A Feasible Adaptive Fuzzy Genetic Technique for Face, Fingerprint, and Palmprint Based Multimodal Biometrics Systems

Abstract

A biometric system relies solely on one or a few biometric characteristics to verify a person's identity. Multimodal biometric authentication is a hot emerging area of research. The memory requirements, response times, and adoption/operating costs of conventional multimodal biometric identification methods are all higher than those of single-modal approaches.

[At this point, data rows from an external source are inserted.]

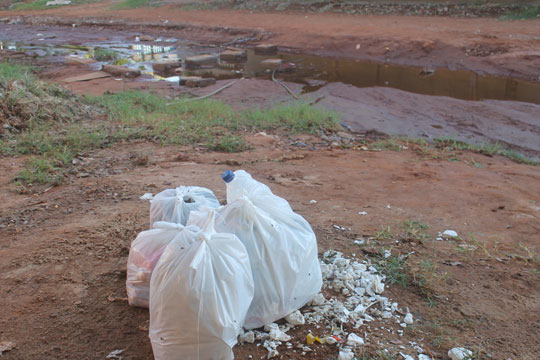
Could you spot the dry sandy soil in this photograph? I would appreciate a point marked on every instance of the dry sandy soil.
(63, 250)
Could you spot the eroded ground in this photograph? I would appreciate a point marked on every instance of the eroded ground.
(63, 248)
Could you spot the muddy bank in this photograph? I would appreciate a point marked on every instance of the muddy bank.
(506, 48)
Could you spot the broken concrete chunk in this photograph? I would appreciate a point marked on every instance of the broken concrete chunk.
(271, 63)
(166, 67)
(233, 55)
(200, 60)
(78, 60)
(248, 337)
(459, 354)
(295, 318)
(201, 82)
(354, 340)
(120, 71)
(346, 354)
(265, 49)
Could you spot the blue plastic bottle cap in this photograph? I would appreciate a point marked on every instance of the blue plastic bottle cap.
(227, 176)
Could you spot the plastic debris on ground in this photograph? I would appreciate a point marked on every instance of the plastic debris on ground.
(447, 235)
(360, 303)
(281, 245)
(174, 205)
(144, 254)
(200, 292)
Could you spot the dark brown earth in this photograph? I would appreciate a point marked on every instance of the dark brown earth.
(63, 250)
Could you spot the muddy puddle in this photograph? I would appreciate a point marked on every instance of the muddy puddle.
(312, 72)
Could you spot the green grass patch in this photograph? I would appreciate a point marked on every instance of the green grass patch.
(130, 4)
(54, 126)
(42, 5)
(528, 12)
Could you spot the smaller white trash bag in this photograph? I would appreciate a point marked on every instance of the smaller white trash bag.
(200, 293)
(144, 254)
(174, 205)
(281, 245)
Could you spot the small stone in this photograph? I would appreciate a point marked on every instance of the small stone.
(346, 354)
(318, 299)
(354, 340)
(408, 319)
(248, 337)
(459, 354)
(449, 234)
(295, 318)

In this article, we conducted an examination of a framework for multimodal biometric identification systems, which demonstrates a practical implementation of soft computing strategies adaptable to face, finger, and palmprint biometrics. We applied a modified Gabor filter for feature extraction to increase processing speed and reduces the timing. Validation of the proposed system was achieved by the development of a fusion system using principal component analysis as a single matcher classifier. An adaptive fuzzy genetic algorithm was applied for weight optimization which generates verification at a high-rate performance using the fuzzy logic function. Employing fusion in identification mode, the technology was critically examined. The results indicated that the multimodal biometric system outperforms in terms of TPR, FPR, TNR, FNR, Precision, Recall, F-score, and Accuracy, resulting in reduced processing time and memory footprint, and speedier implementation.